Le conseiller esquissa un sourire compatissant avant de faire volte-face.

« Tu n’es pas au bout de tes peines. Si jamais tu as quoi que ce soit à me dire ou à m’apprendre sur elle, viens m’en faire part, je suis le seul ici qui soit capable de te donner des réponses claires. .. Et dors, on dit que la nuit porte conseil.»

    Sur ces paroles, il sortit de la chambre et referma la porte. Azilis secoua la tête, lasse. Elle n’avait plus de forces et l’irruption de cet homme n’avait rien fait pour améliorer son état psychologique. La jeune fille rejoignit avec peine son lit et entreprit de ranger ses affaires qu’elle avait éparpillé sur les draps. Puis, elle contempla encore un instant sa corne de chasse avant de l’envelopper dans son chiffon et la déposer doucement au fond de son sac.

    Azilis passa précautionneusement ses doigts sur sa blessure, qui s’était déjà complètement refermée pour laisser place à une épaisse cicatrice violacée. La douleur lui semblait moindre et elle ne pouvait que s’en réjouir. La jeune fille ne prit même pas la peine de tirer les grands rideaux et s’affala sur le matelas avant de se glisser sous la couverture.
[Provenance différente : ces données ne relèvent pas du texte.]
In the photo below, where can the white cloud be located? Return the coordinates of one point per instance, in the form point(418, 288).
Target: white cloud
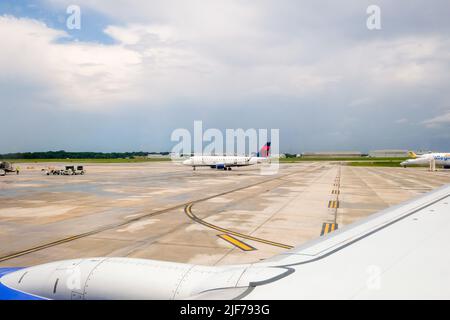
point(439, 121)
point(74, 74)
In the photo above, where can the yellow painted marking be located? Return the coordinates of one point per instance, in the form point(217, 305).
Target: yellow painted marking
point(236, 242)
point(190, 214)
point(328, 228)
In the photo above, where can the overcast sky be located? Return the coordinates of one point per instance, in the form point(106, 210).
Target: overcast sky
point(137, 70)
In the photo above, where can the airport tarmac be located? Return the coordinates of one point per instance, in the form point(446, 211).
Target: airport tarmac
point(164, 211)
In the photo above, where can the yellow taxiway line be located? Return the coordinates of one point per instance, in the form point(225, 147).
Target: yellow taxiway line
point(190, 214)
point(236, 242)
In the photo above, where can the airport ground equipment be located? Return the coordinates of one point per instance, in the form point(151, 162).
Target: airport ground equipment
point(7, 167)
point(67, 171)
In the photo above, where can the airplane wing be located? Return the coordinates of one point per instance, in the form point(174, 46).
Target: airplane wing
point(399, 253)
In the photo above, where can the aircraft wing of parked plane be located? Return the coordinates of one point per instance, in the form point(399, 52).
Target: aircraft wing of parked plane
point(227, 162)
point(401, 252)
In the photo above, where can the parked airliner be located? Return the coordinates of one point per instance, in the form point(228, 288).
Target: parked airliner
point(442, 159)
point(226, 162)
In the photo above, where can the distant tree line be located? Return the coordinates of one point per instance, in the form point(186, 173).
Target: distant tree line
point(77, 155)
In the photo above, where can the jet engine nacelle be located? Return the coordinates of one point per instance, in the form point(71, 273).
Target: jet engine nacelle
point(127, 278)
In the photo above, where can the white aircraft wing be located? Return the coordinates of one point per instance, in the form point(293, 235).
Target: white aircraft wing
point(399, 253)
point(402, 252)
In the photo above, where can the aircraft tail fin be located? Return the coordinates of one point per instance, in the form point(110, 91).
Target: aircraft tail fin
point(412, 154)
point(265, 150)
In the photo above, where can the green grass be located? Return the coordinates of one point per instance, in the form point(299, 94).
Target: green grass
point(89, 160)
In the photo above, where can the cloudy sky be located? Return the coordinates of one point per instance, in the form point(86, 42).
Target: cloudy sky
point(137, 70)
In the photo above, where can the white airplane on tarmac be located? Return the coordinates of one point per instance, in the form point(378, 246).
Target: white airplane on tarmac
point(226, 162)
point(441, 159)
point(399, 253)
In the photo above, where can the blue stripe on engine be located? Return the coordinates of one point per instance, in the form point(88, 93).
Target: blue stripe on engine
point(11, 294)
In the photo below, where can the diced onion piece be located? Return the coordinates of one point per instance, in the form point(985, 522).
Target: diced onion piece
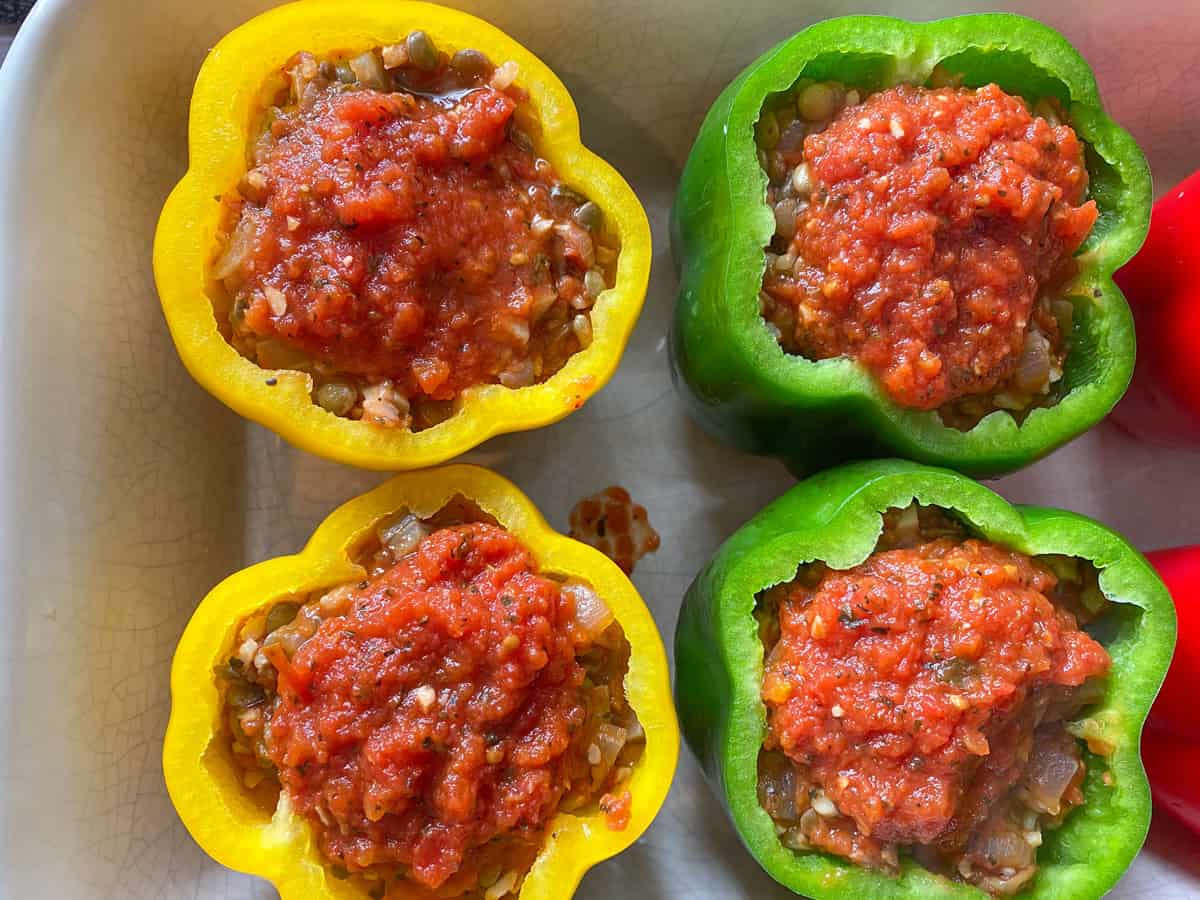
point(369, 70)
point(240, 245)
point(402, 537)
point(1032, 373)
point(503, 886)
point(1051, 768)
point(777, 789)
point(591, 612)
point(610, 738)
point(825, 807)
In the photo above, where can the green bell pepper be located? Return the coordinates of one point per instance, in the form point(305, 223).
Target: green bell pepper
point(747, 390)
point(835, 517)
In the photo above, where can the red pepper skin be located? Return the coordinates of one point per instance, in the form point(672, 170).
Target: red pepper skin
point(1162, 283)
point(1175, 712)
point(1171, 766)
point(1170, 745)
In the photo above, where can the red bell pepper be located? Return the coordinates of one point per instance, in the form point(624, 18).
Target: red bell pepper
point(1170, 745)
point(1163, 289)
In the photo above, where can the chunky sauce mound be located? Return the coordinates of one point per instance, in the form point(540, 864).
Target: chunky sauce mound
point(899, 683)
point(407, 238)
point(936, 216)
point(438, 712)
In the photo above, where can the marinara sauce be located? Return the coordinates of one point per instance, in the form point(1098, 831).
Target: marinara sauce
point(929, 222)
point(899, 682)
point(403, 232)
point(438, 713)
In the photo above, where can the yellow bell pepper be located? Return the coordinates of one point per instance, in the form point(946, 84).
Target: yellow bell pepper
point(226, 103)
point(204, 781)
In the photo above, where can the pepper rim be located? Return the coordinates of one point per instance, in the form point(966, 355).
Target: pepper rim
point(843, 532)
point(227, 823)
point(227, 91)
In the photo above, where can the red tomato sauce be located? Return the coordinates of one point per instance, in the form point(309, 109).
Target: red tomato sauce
point(438, 713)
point(935, 220)
point(894, 682)
point(403, 237)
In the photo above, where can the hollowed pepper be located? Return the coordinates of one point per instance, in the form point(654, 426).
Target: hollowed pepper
point(747, 390)
point(835, 517)
point(237, 831)
point(227, 102)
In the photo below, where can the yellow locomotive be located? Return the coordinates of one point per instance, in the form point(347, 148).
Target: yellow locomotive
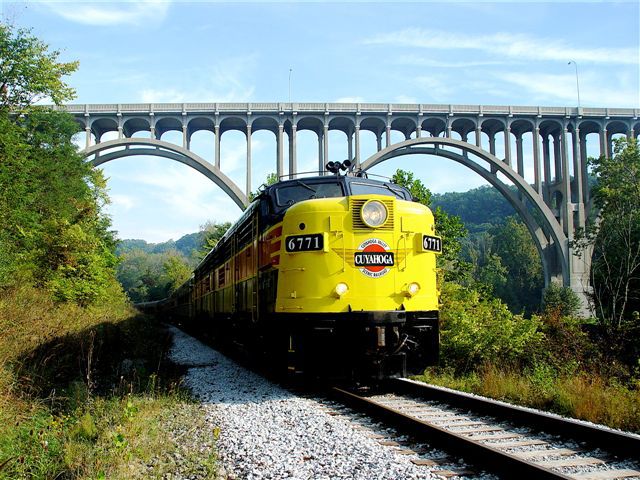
point(329, 275)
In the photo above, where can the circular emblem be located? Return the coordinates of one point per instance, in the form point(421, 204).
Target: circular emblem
point(373, 258)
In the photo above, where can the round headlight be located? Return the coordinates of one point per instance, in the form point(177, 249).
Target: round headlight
point(374, 213)
point(341, 289)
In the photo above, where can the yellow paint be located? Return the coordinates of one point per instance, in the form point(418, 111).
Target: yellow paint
point(314, 275)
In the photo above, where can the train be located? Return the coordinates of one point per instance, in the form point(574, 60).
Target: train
point(331, 275)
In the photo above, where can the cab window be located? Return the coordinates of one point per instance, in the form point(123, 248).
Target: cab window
point(358, 188)
point(301, 190)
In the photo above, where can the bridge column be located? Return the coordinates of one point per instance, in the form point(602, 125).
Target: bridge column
point(507, 145)
point(583, 166)
point(357, 165)
point(293, 164)
point(546, 160)
point(567, 206)
point(280, 153)
point(248, 184)
point(216, 130)
point(492, 149)
point(519, 155)
point(536, 161)
point(556, 157)
point(325, 142)
point(604, 145)
point(578, 177)
point(320, 152)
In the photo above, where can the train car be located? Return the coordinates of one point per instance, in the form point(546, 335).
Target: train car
point(328, 275)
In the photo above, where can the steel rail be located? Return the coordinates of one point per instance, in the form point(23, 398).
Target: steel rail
point(613, 441)
point(493, 459)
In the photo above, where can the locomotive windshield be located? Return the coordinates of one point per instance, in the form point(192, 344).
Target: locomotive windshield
point(304, 190)
point(358, 188)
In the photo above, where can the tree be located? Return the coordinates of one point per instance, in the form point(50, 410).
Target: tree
point(52, 231)
point(449, 227)
point(212, 233)
point(29, 72)
point(512, 242)
point(615, 237)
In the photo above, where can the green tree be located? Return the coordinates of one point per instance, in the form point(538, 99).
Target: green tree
point(512, 242)
point(29, 71)
point(449, 227)
point(615, 237)
point(212, 233)
point(52, 230)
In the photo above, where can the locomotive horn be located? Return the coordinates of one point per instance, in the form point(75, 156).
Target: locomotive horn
point(333, 167)
point(345, 165)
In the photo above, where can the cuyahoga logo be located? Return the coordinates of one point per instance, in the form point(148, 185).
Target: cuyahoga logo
point(373, 258)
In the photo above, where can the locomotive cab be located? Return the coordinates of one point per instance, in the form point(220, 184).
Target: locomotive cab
point(356, 287)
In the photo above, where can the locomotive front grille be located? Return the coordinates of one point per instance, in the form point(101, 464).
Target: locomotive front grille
point(358, 224)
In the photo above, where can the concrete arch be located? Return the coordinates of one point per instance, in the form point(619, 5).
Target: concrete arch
point(102, 125)
point(432, 146)
point(168, 150)
point(135, 124)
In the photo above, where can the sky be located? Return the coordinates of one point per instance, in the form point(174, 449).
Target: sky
point(488, 53)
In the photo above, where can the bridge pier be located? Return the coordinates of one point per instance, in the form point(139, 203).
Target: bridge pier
point(559, 201)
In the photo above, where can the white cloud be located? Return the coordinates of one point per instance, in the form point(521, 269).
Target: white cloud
point(405, 99)
point(100, 13)
point(124, 202)
point(224, 82)
point(563, 87)
point(516, 46)
point(349, 100)
point(419, 61)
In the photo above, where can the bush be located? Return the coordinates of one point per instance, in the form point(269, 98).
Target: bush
point(476, 330)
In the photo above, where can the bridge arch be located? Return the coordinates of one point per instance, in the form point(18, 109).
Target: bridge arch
point(548, 235)
point(159, 148)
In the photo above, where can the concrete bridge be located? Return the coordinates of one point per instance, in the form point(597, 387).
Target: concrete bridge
point(546, 183)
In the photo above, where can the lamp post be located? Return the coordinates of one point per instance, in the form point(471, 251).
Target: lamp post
point(577, 82)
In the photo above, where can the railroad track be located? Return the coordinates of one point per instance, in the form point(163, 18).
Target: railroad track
point(511, 441)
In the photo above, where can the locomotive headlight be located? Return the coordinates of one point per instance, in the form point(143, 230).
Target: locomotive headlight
point(374, 213)
point(412, 289)
point(341, 289)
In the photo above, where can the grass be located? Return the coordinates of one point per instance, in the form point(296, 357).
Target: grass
point(88, 394)
point(586, 396)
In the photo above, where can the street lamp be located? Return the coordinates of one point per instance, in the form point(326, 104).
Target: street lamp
point(577, 82)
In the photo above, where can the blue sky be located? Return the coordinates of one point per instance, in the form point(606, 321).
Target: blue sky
point(505, 53)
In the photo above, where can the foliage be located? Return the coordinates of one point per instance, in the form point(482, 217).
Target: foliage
point(52, 231)
point(589, 397)
point(29, 71)
point(212, 233)
point(479, 208)
point(270, 180)
point(82, 397)
point(560, 300)
point(615, 237)
point(477, 329)
point(152, 276)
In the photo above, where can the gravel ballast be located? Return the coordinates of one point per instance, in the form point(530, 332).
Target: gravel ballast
point(266, 432)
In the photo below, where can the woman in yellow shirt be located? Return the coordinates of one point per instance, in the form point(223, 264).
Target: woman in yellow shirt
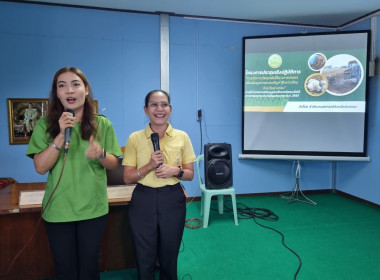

La journée avait été trop émotionnelle pour elle, et son cerveau n’était plus apte à réfléchir tellement ses pensées s’emmêlaient.
Alors que la jeune fille se sentait aspirée dans le sommeil, une petite voix la raccrocha à la réalité.

« Azis. »

    L’intéressé se retourna péniblement dans les draps pour voir qui venait d’entrer. Debout dans sa robe blanche, Chaya se tenait dans l’entrée de la chambre, les yeux rivés sur la jeune fille. Elle s’avança sans un bruit jusqu’au chevet d’Azilis avant de s’asseoir sur le bord du lit. Elle prit la parole à voix basse :

« Excuse-moi de te déranger, je venais voir si tu allais bien. .. Tout le monde était très tendu après ton départ, mais Paradox a calmé les tensions et il a convaincu Êta de te laisser du temps. .. Je .. Je vais te laisser tranquille pour que tu te reposes. Azis, il faut que tu reste ici un moment. Il te faut te soigner et t’instruire, et il y a beaucoup trop d’éléments inconnus. .. Laisse-moi du temps, et nous trouverons des solutions ensemble. »

    Chaya se leva en douceur et posa ses deux mains sur le mur le plus proche. Une seconde plus tard, toutes les cloisons se couvrirent d’une poussière verte, formant un filet de particules vibrantes. La petite fille afficha un sourire satisfait, et se dirigea discrètement vers la sortie.

« Qu’est-ce que c’est ? souffla Azilis d’une voix presque éteinte.

– Une protection. Personne ne viendra te déranger cette nuit. Tu peux dormir sans crainte. »

    La jeune fille articula silencieusement un remerciement avant de se laisser emporter par l’obscurité du sommeil. Chaya éteignit d’un souffle les bougies qui éclairaient la pièce avant de s’éclipser, laissant Azilis seule au pays des songes.